12. The method according to any one of claims 4 to 9, wherein the step (2) further comprises a step of crosslinking fixation with a crosslinking agent;

the temperature for crosslinking and fixing is 15-25 ℃;

the pH of the crosslinking fixation is 4-6.

13. The method according to claim 12, wherein,

the temperature for crosslinking and fixing is 18-23 ℃;

the pH of the crosslinking fixation is 4.5-5.5.

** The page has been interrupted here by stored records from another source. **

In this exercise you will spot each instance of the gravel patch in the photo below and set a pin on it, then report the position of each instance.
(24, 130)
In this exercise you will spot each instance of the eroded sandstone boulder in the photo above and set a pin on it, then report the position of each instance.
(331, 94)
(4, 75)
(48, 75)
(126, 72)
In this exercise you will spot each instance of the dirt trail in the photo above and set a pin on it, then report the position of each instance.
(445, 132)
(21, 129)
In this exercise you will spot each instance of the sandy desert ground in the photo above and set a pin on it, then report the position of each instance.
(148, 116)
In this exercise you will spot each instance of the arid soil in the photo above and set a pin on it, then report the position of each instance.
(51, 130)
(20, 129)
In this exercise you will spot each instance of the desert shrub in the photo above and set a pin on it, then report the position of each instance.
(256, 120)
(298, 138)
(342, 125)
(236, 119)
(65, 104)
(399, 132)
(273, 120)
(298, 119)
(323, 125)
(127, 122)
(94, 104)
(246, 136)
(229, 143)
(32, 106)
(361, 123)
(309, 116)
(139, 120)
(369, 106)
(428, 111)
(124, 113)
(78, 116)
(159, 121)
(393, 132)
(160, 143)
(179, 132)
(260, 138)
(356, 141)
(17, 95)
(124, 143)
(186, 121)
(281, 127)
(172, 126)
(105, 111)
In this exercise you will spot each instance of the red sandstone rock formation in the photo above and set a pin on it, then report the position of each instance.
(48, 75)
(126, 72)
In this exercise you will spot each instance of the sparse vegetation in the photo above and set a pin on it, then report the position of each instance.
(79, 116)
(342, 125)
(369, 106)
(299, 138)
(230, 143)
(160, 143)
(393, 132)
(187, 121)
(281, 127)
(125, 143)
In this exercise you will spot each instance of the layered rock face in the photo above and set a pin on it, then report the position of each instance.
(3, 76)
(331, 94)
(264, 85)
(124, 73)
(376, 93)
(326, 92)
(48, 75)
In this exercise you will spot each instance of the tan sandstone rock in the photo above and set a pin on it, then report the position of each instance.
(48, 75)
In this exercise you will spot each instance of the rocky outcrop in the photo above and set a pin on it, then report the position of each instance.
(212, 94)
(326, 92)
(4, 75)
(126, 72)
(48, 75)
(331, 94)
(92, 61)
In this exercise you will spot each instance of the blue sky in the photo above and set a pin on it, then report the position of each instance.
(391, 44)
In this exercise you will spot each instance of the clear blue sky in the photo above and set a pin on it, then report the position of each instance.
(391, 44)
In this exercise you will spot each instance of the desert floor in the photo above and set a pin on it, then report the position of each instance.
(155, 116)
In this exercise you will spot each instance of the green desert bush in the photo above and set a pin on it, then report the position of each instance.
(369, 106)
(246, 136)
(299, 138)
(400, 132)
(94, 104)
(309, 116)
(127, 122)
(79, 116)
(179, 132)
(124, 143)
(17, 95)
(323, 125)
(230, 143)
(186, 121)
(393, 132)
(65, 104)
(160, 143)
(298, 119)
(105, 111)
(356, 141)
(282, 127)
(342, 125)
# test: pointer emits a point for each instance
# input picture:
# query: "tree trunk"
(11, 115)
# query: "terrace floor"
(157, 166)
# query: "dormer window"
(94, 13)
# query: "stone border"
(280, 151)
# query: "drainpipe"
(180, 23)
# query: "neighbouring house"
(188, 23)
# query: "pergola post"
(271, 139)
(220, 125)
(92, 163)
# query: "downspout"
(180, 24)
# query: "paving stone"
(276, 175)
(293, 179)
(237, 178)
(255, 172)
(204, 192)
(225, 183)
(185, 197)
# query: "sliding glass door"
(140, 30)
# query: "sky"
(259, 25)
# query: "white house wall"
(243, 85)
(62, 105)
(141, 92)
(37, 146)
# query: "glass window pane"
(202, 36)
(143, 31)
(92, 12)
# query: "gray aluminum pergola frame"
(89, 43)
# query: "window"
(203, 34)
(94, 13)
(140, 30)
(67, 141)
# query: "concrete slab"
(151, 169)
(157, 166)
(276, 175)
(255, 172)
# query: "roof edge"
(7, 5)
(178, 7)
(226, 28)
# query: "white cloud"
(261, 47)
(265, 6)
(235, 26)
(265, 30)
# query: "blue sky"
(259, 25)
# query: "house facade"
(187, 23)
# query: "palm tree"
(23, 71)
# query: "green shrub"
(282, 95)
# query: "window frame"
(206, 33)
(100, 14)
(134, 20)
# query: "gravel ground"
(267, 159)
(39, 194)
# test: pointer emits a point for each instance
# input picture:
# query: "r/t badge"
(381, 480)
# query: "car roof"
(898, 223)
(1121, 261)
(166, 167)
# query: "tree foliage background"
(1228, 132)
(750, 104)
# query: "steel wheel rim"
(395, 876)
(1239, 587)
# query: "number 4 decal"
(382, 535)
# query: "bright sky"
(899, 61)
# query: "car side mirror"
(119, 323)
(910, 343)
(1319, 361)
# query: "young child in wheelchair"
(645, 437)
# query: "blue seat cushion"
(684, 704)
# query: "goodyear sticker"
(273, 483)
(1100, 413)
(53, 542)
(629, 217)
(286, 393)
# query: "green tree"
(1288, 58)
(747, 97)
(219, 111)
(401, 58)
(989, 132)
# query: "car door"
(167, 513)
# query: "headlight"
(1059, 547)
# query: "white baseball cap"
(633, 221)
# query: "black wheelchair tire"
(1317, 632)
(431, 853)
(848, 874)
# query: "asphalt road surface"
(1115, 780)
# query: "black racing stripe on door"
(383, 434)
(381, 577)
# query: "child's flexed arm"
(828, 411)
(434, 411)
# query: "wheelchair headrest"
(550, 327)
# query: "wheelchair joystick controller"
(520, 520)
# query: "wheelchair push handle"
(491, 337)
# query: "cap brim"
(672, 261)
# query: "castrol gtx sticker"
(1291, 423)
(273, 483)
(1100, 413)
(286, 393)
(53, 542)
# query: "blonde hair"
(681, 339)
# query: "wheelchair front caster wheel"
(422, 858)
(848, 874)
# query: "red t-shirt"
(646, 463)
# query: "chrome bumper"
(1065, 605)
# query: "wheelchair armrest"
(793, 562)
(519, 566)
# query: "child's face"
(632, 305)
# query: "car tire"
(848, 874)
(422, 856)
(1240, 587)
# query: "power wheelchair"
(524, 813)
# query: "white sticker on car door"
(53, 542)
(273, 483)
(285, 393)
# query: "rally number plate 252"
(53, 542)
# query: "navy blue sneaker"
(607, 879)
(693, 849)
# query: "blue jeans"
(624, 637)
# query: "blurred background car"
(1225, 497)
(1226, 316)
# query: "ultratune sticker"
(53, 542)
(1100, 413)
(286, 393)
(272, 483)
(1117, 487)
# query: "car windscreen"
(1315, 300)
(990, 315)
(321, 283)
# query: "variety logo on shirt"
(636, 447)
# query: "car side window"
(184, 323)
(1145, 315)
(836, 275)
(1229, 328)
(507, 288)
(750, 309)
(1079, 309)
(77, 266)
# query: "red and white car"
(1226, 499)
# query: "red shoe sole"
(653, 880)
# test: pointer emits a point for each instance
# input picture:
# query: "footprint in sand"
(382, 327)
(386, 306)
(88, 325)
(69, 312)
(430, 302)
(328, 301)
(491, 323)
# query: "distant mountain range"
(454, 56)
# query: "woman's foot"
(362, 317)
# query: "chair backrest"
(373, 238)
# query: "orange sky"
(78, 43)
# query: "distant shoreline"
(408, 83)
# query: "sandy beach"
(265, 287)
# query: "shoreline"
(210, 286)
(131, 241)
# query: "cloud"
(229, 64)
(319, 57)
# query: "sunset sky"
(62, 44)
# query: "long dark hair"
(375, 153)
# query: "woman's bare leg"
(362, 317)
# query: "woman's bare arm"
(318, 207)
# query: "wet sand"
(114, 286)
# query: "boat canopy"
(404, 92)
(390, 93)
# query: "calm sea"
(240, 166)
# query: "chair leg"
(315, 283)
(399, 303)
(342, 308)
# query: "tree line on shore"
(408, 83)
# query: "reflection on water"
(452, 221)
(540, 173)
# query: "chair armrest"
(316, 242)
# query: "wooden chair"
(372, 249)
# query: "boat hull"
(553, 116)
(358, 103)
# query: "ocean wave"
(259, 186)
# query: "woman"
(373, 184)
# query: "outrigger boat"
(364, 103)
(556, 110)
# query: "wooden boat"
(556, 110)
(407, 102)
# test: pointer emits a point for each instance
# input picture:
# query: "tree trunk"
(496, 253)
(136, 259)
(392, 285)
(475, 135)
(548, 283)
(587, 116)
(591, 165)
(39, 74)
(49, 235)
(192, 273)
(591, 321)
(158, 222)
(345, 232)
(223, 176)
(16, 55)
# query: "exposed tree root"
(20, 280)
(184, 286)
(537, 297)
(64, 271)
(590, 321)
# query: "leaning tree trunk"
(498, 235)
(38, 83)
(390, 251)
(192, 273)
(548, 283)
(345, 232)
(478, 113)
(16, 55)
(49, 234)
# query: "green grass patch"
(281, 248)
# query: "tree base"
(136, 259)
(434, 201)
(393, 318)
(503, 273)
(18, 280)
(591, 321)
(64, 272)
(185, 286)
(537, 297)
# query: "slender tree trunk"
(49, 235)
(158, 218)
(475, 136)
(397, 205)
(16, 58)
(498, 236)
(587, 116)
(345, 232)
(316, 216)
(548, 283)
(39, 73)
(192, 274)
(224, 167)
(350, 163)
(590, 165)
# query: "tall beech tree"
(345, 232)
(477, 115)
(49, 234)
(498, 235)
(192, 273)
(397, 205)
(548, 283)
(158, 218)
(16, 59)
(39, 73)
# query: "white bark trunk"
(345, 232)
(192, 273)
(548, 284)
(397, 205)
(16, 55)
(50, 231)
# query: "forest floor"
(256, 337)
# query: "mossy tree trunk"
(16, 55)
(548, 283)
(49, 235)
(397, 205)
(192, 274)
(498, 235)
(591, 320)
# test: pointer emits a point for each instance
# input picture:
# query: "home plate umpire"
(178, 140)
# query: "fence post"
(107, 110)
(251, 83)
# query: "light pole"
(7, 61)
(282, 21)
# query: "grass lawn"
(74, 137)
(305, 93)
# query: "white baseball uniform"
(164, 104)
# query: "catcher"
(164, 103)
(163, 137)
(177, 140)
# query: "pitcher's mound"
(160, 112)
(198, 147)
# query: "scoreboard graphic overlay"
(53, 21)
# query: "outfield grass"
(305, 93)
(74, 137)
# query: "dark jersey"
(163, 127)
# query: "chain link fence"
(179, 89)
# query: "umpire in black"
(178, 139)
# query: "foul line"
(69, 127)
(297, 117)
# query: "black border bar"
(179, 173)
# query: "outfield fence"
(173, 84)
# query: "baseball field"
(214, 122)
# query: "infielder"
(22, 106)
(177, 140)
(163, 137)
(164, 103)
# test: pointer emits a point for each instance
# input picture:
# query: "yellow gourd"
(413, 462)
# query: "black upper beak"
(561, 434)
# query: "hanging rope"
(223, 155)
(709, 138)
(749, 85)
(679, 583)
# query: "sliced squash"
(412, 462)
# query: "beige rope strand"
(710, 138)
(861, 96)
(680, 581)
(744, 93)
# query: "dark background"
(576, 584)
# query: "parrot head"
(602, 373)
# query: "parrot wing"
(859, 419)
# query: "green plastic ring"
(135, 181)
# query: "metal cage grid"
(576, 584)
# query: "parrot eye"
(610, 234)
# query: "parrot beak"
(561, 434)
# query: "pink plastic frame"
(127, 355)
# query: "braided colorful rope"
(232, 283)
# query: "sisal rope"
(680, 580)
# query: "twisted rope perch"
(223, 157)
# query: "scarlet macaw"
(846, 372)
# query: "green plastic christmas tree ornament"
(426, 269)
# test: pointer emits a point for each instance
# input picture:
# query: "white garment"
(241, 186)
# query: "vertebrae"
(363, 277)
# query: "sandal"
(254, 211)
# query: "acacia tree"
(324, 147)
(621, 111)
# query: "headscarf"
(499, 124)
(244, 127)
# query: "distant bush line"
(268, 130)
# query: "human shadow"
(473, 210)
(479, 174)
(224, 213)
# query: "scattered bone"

14. The preparation method according to any one of claims 4 to 9, comprising the steps of:

(1) Mixing chitin with mass concentration of 8-15g/L, molar concentration of 0.5-3mM TEMPO, molar concentration of 5-15mM sodium bromide and molar concentration of 5-15mM sodium hypochlorite, stirring for reaction, and regulating pH to be 9-11 all the time during the reaction;

(2) Centrifuging the reacted mixture at 6000-15000rpm for 5-15min, collecting precipitate, purifying, and performing ultrasonic crushing at 200-500W for 20-40min;

(3) Activating the crushed chitin nano fiber for 1-3h at the temperature of 15-25 ℃ through EDC with the mass concentration of 5-15mg/mL and NHS with the mass concentration of 40-60mg/mL;

(4) Amination is carried out on the magnetic nano material, and the aminated magnetic nano material is added into the activated chitin nano fiber to carry out magnetic modification;

wherein the amination comprises the following steps: adding an ethanol solution into the magnetic nano material reaction system, adjusting the pH to 3-5, placing the mixture on a magnetic stirrer under the protection of nitrogen, stirring the mixture at 60-80 ℃ for reaction for 0.5-3h, adding APTES, continuously stirring the mixture for reaction for 10-15h, and washing the mixture after magnetic separation to obtain the aminated magnetic nano material;

(5) Adding enzyme to react with the chitin nanofiber magnetically modified in the step (4) for fixation;

(6) Adding a cross-linking agent into the immobilized mixed solution, and carrying out cross-linking immobilization at the temperature of 15-25 ℃ and the pH value of 4-6 to obtain the immobilized enzyme.